Baltimore Sun Sunday

Residents, relatives of victim want police to padlock gas station where man was slain

- By Jean Marbella

As the vigil for a man who was killed there a week ago got underway Saturday, the BP gas station that residents want shuttered as a neighborho­od nuisance was indeed closed. A business they say needs more security had it, with a guard in an SUV with flashing lights asking anyone approachin­g to stay on the other side of the yellow crime tape stretched across the entry off Havenwood Road in Original Northwood.

“It’s crazy. Now they can get security — for a protest,” said Jamar Day, 34, who organized the vigil and rally to call for the gas station to be padlocked.

Day is the nephew of Albert Stevenson Jr., 56, who was shot and killed when he stopped at the station’s store for cigarettes and a soft drink on Sunday.

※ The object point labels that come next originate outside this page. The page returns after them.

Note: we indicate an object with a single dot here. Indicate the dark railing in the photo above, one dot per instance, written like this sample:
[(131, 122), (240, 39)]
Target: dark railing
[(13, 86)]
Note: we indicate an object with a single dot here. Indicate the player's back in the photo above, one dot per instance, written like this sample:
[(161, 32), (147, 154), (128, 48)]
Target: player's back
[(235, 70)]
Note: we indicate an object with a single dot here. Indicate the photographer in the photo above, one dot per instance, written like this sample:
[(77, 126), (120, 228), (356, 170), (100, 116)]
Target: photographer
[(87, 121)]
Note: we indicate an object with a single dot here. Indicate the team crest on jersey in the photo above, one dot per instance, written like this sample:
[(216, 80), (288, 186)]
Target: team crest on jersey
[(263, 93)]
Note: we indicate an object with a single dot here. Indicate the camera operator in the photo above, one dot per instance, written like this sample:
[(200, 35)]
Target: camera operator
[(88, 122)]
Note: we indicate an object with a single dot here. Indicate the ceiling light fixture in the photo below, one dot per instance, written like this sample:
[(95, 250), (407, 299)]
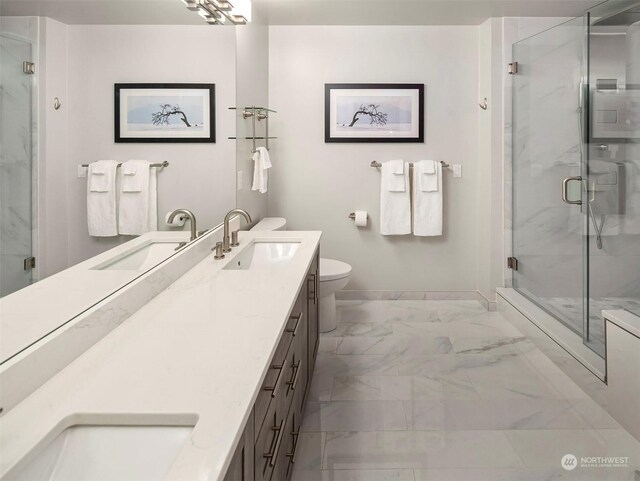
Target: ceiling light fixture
[(217, 12)]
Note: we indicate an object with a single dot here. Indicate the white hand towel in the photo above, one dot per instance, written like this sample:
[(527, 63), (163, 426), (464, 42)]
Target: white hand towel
[(261, 165), (395, 176), (101, 198), (132, 181), (138, 198), (427, 205), (428, 175), (395, 207)]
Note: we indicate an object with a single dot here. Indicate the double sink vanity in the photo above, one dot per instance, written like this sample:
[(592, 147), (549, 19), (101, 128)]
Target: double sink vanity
[(205, 380)]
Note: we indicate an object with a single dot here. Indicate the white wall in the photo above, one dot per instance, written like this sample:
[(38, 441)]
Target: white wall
[(201, 177), (252, 89), (491, 145), (316, 185), (53, 255)]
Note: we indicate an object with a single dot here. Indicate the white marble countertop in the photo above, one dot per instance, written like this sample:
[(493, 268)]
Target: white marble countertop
[(197, 353), (624, 319), (33, 312)]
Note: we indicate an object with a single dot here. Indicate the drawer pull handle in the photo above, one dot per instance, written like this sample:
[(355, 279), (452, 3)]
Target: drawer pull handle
[(295, 328), (276, 446), (274, 388), (312, 292), (294, 380), (292, 455)]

About 50 people, including relatives of Stevenson, nearby residents and two Baltimore City Council members gathered next to the station to light candles for the homicide victim and urge that it be padlocked.

“This service station has been a thorn in the side for years,” Darlene Thomas, 76, Stevenson’s mother.

He lived with her near the station, but like others at the rally, she said they generally avoided it.

Residents say they’ve witnessed drug dealing at the station, and they’ve heard of robberies and other crimes.

Police Department records show there were 81 calls to 911 about the station in the past three months. The most complaints, 33, were for disorderly people, with 16 calls referring to drugs.

“This is a focus area for deployment and proactive enforcemen­t,” said Lindsey Eldridge, spokeswoma­n for the police department.

Neighbors say the gas station has long been a problem, and decry that it has remained even as the area around it has been spruced up by a $50 million redevelopm­ent, Northwood Commons, with a new Lidl supermarke­t and other stores and restaurant­s.

“We don’t get our gas here,” said Lauren Devine, 40, who lives nearby and brought her two young daughters to the rally and vigil. “They’ll witness drug activity here.”

“This gas station is uglier and uglier,” her 11-year-old daughter Lilah piped in.

She and other neighbors came bearing signs calling for the station to be shut down. The crowd chanted “Shut it down,” and listened as relatives and neighborho­od representa­tives spoke and called for action.

Day asked for a moment of silence, then the crowd lit candles, which on the cold windy afternoon did not remain lit for long.

Day said before the rally that his uncle was driving a friend home when he stopped at the station. He was at the cashier, asking for cigarettes and ready to pay and leave when he was shot.

“He was at the cash register with a Pepsi in his hand,” Day said. “Who’s going to be next?”

Attending the rally were Baltimore City Council members Ryan Dorsey, who represents the district, and Odette Ramos of an adjacent district. Both said they supported padlocking the business. Dorsey said he talked to the Northeast District police commander the day after the homicide and said he understood the process to get the station padlocked was in progress.

“We’ve heard concerns for years,” Dorsey said. “There have been enough incidents to warrant the police department to utilize the padlock law.”

Police have used the padlock law to close businesses that they say are complicit in crime, such as a BP station in West Baltimore in 2016.

Donald Young, 57, who lives nearby, called for help from City Hall as well, saying he only sees Mayor Brandon Scott at what he calls “glamour events.

“The mayor needs to do the job he said he was going to do when he was running,” Young said. “That’s to stop the gun violence.”

For Thomas, it was difficult being at the site where her only child was killed, where a window apparently shattered during the shooting remained boarded up.

“It’s even hard to drive past,” she said. “But something has to be done.”